Contre-pouvoir au chef de l’Etat
Réélu le 24 septembre dans son fief des Yvelines pour un sixième mandat, Larcher a placé sa nouvelle présidence à la tête du palais du Luxembourg sous le slogan «mieux légiférer, moins légiférer». Dans son projet adressé à ses collègues avant le scrutin, l’ancien vétérinaire prescrit une «véritable cure d’austérité normative». «Méfions-nous des lois de pulsion qui produisent cette inflation législative que nous devons combattre», a ainsi mis en garde le sénateur lors de son discours devant ses collègues. Défenseur des campagnes hexagonales, Larcher pointe aussi la nécessité de «renforcer la présence des sénateurs dans les territoires», quitte selon lui à diminuer le temps passé à siéger en séance à Paris lors des semaines dites «de contrôle» de l’action du gouvernement.

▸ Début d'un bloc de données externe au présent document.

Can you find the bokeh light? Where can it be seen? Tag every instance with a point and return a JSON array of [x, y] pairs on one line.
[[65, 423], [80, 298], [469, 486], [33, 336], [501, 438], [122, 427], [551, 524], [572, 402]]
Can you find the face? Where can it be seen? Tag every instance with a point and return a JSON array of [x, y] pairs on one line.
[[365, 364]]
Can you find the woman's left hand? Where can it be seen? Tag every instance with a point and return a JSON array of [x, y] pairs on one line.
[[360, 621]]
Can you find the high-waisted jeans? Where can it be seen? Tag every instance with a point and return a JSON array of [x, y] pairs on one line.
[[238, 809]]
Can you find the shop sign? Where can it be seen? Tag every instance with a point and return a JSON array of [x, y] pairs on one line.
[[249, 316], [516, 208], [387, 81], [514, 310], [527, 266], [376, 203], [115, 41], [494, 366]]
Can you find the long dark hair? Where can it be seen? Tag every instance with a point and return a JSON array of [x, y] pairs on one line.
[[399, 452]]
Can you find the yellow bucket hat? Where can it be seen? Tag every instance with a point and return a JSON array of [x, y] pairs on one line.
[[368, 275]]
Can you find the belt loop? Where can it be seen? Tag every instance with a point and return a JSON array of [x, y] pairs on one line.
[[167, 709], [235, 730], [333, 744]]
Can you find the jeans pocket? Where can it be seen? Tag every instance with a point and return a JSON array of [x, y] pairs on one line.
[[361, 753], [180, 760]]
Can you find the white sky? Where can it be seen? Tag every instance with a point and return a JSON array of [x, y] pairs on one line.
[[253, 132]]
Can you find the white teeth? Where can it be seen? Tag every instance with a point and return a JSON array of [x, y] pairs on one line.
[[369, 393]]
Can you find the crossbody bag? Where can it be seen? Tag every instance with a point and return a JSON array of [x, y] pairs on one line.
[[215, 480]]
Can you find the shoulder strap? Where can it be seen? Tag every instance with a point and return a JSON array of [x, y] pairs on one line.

Alors que la deuxième chambre du Parlement a retrouvé un rôle de premier plan, le gouvernement tentant d’y trouver des compromis faute de majorité absolue à l’Assemblée nationale, son nouveau président a également promis de revenir à la charge contre la loi de 2014 interdisant le cumul des mandats. A la tête du Sénat, l’ancien ministre de Jacques Chirac s’est également posé comme un puissant contre-pouvoir au chef de l’Etat. «Parce qu’il a su freiner les tentations présidentialistes, s’opposer aux dérives centralisatrices, légiférer dans l’intérêt du pays, parce qu’il a montré que le débat pouvait être apaisé, le Sénat est plus que jamais au cœur de la vie démocratique», disserte-t-il dans sa profession de foi. Et d’ajouter, une fois élu, devant ses pairs : «Le bicamérisme est indispensable à notre démocratie parlementaire.»
«Pôle de stabilité»
Conforté dans son fauteuil sénatorial, Larcher renforce également sa position au sein du parti. «A droite, c’est un pôle de stabilité, loue Othman Nasrou, le numéro 4 des Républicains. Sa parole est écoutée.» Absent de la rentrée politique de Laurent Wauquiez, ce week-end dans la Drôme, le président du Sénat ne se prive pas de brouiller les cartes quant au futur candidat de la droite à la présidentielle. Questionné début septembre sur France Inter au sujet du maire du Havre, Edouard Philippe, qui s’active pour 2027, Larcher jurait que «bien sûr» l’ancien Premier ministre d’Emmanuel Macron fait partie de sa famille politique. Le président d’Auvergne-Rhône-Alpes est «un talent de notre famille politique, mais on verra le moment venu», ajoutait le sénateur. Moment dans lequel il voudra assurément peser.